Of course, the situation in the West Bank is more complicated, if only because of the constant threat of Arab violence and the need to impose restrictions to contain that violence. Had the Palestinian Authority availed itself of the many opportunities to seriously negotiate an agreement with Israel, maybe even that would have changed.
All this is a far cry from the notion of “apartheid” as defined in international law: “Inhumane acts…committed in the context of an institutionalized regime of systematic oppression and domination by one racial group over any other racial group or groups and committed with the intention of maintaining that regime.”
Earlier this week, the U.S. boycotted a session of the notoriously anti-Israel UN Human Rights Council focusing on Israel and Palestinian areas. Ambassador Haley noted that Israel is the only country that has its rights record examined at every council session – there is a standing “agenda item 7” relating to “Palestine and other occupied Arab territories.”

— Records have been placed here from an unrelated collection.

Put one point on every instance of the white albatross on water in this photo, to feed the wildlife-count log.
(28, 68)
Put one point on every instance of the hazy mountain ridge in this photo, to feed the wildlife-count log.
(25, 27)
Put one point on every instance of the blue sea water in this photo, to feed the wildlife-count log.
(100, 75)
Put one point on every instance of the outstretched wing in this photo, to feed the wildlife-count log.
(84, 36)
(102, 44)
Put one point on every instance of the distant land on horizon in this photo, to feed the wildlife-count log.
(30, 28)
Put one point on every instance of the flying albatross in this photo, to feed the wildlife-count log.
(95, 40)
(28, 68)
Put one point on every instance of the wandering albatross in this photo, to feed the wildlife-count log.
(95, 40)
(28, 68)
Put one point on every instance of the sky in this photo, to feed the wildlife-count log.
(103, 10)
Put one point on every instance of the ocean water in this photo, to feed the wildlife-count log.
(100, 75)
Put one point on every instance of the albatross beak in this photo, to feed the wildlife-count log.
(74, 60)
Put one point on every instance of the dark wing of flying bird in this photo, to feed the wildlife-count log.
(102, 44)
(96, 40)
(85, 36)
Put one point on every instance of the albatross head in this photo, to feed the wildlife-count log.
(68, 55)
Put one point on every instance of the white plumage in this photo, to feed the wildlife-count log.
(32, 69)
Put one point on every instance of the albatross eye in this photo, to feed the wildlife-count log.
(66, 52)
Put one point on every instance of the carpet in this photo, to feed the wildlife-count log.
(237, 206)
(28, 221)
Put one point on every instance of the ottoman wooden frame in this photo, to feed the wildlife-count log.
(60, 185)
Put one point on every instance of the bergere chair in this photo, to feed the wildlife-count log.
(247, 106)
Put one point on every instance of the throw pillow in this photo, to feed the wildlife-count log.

Not Syria, where the regime has systematically slaughtered and tortured its own people. Not Iran, where public hangings are a regular occurrence. Not North Korea, where the regime uses forced labor camps to crush its people into submission. Only Israel, the one democracy in the Middle East.
The George W. Bush administration refused to join the current council, which was established in 2006 to succeed the discredited human rights commission. President Bush saw no prospect of any improvement in the organization’s obsessively negative view of Israel.
President Obama joined, arguing that the U.S. would be able to effect change from within. And, to be sure, U.S. pressure did result in the adoption of resolutions targeting North Korea and Syria, but there was no change in the council’s reflexive anti-Israel stance.
The stark fact is that the since 2006 the council has condemned Israel 68 times and all other countries combined 67 times.
Significantly, in a letter to foreign policy advocacy groups obtained by the Associated Press, Secretary of State Rex Tillerson said the U.S. will not participate in the Human Rights Council unless there is “considerable reform.”
The backdrop to all of this, of course, is that the U.S. annually contributes $5.4 billion to the UN – 22 percent of its regular budget (from which $70 million goes to ESCWA) and another $8.25 for UN peacekeeping, or 28.5 percent of that budget.
So while the U.S. has long carried a big financial stick, the Trump administration seems prepared to use it to protect American interests and those of Israel in a forum largely dominated by third-rate anti-American and anti-Semitic members.